There are few bigger concerns in retirement than funding it. Between 401(k)s, IRAs, pensions, and Social Security, the sources are many but equally important in molding the retirement lifestyle of your dreams.
But what happens when you’re hit with an unexpected tax bill on your IRA, restricting your ability to fulfill the lifestyle you’ve wanted? Luckily there are a few ways to reduce or avoid getting taxed on your IRA withdrawal.
A quick note on terminology: Unless it meets a few specific criteria, you are not taxed on Roth IRA withdrawals since you paid your taxes before depositing the money into the account, so we’re talking only about traditional IRAs here.
Take Advantage of Standard Deductions
If your taxable income for the year is $0, then you’re eligible for about $20,300 in withdrawals without being taxed if you’re married with no dependents ($12,400 comes from the standard deduction and $3,950 for each spouse). But this is only if your taxable income for the year is nothing: no part-time work, or money earned from businesses, etc.
Dip a Little in Several Pots
But does that mean you have to live off of $20,300 a year? Not if you have other retirement accounts. You could also take withdrawals from tax-free investments (Roth IRAs and municipal bonds) to supplement your standard deduction amount. If you planned far enough out, then you can still live off of a decent amount of money without having to pay taxes on your traditional IRA.
Donate to Charity
There are other ways to reduce the tax bill on your traditional IRA withdrawals if you don’t need the money. IRA distributions are required by the time you reach 70 1/2 years of age and if you miss one, you’re hit with a 50% tax penalty. So you’ll need to take the distributions whether you need them or not.
But what if it’s just extra money sitting around collecting figurative dust? If you have a favorite charity, you can donate up to $100,000 without having to owe income tax. The distribution will have to come directly from your IRA account – if you personally accept the distribution then donate it, that will count as income and you’ll owe taxes on it. The charity will have to be eligible in order to count as a tax break.
Covering Specific Expenses
If you have to take money out before you reach the age of 59 1/2 then the IRS will cut you a small break for early withdrawals.

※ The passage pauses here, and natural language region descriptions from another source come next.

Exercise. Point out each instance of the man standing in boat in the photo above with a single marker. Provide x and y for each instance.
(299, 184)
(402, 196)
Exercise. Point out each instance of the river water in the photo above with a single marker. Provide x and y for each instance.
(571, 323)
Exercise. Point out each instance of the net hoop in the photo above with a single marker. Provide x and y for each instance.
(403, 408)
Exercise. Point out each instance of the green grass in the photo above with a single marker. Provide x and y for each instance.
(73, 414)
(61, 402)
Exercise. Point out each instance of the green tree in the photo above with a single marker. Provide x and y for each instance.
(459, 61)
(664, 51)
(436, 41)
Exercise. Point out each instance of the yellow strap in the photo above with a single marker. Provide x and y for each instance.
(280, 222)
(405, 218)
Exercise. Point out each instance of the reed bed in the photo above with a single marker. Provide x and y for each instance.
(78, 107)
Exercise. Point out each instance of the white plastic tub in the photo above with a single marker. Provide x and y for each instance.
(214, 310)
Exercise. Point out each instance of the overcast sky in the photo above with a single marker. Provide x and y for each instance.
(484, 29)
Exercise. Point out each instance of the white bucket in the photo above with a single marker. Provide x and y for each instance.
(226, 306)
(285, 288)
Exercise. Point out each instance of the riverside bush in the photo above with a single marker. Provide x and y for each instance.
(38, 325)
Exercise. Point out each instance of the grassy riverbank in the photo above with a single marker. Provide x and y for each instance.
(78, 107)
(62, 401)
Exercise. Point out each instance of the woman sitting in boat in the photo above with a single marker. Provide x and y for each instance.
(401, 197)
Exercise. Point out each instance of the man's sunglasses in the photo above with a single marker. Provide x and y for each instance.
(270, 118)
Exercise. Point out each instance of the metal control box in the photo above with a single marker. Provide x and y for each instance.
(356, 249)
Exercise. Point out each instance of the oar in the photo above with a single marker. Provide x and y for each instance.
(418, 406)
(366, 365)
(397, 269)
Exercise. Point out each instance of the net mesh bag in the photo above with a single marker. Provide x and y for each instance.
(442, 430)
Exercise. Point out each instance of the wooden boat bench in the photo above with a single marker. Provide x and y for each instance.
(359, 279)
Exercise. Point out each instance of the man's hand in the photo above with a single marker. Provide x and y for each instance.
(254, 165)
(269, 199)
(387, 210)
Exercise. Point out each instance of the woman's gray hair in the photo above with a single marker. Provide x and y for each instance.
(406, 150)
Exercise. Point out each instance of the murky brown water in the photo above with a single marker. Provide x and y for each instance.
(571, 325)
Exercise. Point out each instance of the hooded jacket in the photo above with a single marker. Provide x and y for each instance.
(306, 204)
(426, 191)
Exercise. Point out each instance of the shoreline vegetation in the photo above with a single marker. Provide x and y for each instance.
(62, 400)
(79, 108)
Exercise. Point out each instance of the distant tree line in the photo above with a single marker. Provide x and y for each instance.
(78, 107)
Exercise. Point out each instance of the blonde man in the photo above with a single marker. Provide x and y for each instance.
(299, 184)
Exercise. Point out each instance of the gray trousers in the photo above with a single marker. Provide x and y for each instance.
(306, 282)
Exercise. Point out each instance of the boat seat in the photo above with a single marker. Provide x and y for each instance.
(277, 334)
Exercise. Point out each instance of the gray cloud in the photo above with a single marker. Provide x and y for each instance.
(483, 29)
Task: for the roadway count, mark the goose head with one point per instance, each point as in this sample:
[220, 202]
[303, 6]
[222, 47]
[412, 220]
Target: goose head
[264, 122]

Although you’ll still owe income tax on these, the 10% additional penalty is waived. These expenses include large medical bills, college for yourself, spouse, or dependents, a first home, and other specific situations.
The IRS is typically stringent when it comes to taxing traditional IRAs (remember it was in a tax-deferred account). If you really want to avoid taxes in retirement and would rather pony up to the government now rather than later, then a Roth IRA might be more appropriate.